Foreign Direct Investment (FDI) flows to Africa increased by 5 per cent to US$50 billion in 2012 even though global FDI dropped by 18 percent.
FDI inflows to West Africa declined by 5 per cent, representing $16.8 billion while investments to Ghana remained stable at $3.3 billion.
The World Investments Report 2013 by UNCTAD, which made this known, also said investments to Nigeria declined by 21 per cent, representing $7.0 billion.
It said that investments in the extractive industries contributed greatly to FDI inflows to Africa.
Subtitled: “Global Value Chains: Investment and Trade for Development,” the report, which was launched on Tuesday in Accra, said aid projects in manufacturing and services also recorded an increase in investments.
Philip Cobbina, a lecturer at GIMPA, who presented the report, noted that FDI flows to North Africa was pegged at 35 per cent, representing $11.5 billion in 2012 and attributed it to inflows in Egypt where net divestment increased from $0.5 billion in 2011 to $2.8 billion in 2012.
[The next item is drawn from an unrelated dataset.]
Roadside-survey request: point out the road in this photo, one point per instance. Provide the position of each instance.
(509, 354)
Energy resources in the United Republic of Tanzania and oil fields in Uganda attracted FDI to East Africa.
As a result, inflows to the region expanded from $4.5 billion in 2011 to $6.3 billion in 2012, the report says.
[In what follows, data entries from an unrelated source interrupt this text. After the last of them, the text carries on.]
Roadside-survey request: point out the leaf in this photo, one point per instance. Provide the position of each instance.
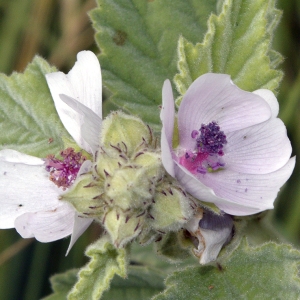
(237, 43)
(95, 277)
(61, 285)
(266, 272)
(28, 120)
(138, 43)
(142, 283)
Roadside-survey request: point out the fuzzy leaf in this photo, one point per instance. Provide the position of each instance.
(138, 41)
(266, 272)
(28, 120)
(142, 283)
(237, 43)
(61, 284)
(95, 277)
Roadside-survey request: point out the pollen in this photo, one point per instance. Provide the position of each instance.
(211, 139)
(63, 172)
(208, 151)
But FDI flows to Southern Africa fell sharply from $8.7 billion in 2011 to $5.4 billion in 2012.
Inflows to Mozambique, for example, doubled to $5.2 billion.
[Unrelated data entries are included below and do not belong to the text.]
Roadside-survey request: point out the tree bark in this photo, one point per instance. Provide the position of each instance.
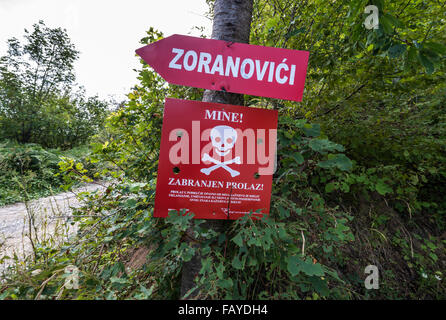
(232, 23)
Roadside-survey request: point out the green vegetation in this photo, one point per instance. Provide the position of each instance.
(28, 171)
(42, 116)
(361, 175)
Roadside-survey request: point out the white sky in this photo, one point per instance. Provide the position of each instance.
(106, 32)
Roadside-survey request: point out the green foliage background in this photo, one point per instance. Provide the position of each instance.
(360, 179)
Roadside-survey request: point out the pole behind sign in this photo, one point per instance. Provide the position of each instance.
(232, 22)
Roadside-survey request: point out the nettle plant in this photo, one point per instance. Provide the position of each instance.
(284, 255)
(287, 254)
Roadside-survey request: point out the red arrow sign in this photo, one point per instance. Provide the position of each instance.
(233, 67)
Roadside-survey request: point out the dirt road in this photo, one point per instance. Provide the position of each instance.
(15, 221)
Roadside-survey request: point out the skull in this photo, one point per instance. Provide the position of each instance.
(223, 139)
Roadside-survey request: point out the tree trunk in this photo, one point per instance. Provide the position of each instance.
(232, 23)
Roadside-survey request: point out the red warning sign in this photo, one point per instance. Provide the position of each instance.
(216, 160)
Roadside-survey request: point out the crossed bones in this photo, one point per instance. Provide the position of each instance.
(219, 164)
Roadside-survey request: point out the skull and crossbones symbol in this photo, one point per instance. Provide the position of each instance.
(223, 139)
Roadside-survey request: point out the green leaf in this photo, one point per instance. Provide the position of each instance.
(437, 47)
(294, 265)
(383, 188)
(238, 240)
(324, 145)
(396, 50)
(312, 130)
(297, 265)
(329, 187)
(427, 64)
(392, 20)
(236, 263)
(386, 24)
(338, 160)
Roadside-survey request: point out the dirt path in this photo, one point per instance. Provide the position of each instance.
(15, 218)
Natural resources continued to attract investment from mining transnational corporations (TNCs).
While it is apparent that natural resources are still the mainstay of FDI flows to Africa, the report noted that FDI in consumer-oriented manufacturing and services is beginning to increase, reflecting the growing purchasing power of the continent’s emerging middle class.
FDI outflows from African countries almost tripled in 2012 to $14 billion, the report says.